Aku berlari menuju rumah. Tampak kerumunan orang berdiri lesu. Kepala mereka tertunduk. Sesekali mereka menangis. Aku paling tidak tahan melihat orang menangis. Kupegang bahu masing masing dari mereka. Tapi mereka juga tak merasakan kehadiranku. Aku pun berjalan menuju rumah. Paman duduk lesu sambil meneguk segelas teh. Ia berlayar bersamaku juga teman temannya tadi. Tapi aku sekalipun tidak ingat apa yang terjadi sehingga aku berada di pinggir pantai. Aku mencoba membuka lembaran memori memori tadi. Tapi hasilnya nihil.

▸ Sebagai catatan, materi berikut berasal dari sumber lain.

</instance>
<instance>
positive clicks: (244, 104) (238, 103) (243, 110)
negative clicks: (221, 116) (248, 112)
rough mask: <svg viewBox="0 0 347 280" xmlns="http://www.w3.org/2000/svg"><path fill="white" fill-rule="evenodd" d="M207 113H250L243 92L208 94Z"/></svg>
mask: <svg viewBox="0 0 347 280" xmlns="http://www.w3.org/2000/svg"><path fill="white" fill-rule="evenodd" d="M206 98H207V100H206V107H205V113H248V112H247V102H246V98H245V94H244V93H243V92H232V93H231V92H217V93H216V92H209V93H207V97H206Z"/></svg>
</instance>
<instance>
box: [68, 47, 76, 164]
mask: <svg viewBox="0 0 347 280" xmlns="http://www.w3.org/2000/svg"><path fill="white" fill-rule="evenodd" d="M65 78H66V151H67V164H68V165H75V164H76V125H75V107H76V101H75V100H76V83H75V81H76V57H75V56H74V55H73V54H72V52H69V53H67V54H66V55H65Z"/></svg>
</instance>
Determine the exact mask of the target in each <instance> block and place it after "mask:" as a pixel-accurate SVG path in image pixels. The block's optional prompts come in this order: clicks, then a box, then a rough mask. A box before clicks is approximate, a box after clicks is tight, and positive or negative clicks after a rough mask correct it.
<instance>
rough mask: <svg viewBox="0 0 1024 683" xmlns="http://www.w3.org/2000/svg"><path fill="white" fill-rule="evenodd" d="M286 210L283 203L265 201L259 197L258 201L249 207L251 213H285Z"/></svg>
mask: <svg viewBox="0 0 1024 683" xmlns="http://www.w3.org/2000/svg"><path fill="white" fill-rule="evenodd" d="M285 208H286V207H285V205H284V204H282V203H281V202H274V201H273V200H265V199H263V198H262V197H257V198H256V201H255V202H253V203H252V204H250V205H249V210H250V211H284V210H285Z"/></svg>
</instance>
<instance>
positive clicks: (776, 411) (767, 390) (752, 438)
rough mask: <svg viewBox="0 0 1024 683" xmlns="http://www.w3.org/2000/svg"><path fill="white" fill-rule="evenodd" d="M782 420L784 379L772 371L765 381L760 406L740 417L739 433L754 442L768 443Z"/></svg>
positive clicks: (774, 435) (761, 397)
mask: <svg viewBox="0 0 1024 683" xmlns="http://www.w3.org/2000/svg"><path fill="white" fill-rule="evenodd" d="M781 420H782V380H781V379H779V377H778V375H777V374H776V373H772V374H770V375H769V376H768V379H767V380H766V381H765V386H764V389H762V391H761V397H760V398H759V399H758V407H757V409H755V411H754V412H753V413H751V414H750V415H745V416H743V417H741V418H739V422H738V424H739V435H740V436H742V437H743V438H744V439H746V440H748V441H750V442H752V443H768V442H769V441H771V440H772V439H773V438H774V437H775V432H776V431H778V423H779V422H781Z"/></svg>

" Lek, Bu, Pak, sampeyan nangis ?"
Mereka tidak juga menjawab. Tiba tiba wajah mereka berdiri tegak. Dan seketika gemuruh tangis meledek. Pasang mata mereka tertuju ke arah luar, ke arah pintu yang terbuka. Tangis mereka meledak. Aku semakin panik. Apa yang terjadi ? Apa yang terjadi ?
" Kenapa jadi seperti ini hiks ... hiks ... hiks ... !!! " teriak pamanku sambil menangis keras.

Aku berdiri, lalu membalikkan badan. Tampak sebuah keranda diangkat empat orang dengan kepa la menunduk. Keranda itu dibuka, seketika mereka berlari memeluknya sambil menangis keras.
" Nasibmu Nang ... Nasibmu Nang ... Nasibmu Nang .. hiks ..hiks... hiks .."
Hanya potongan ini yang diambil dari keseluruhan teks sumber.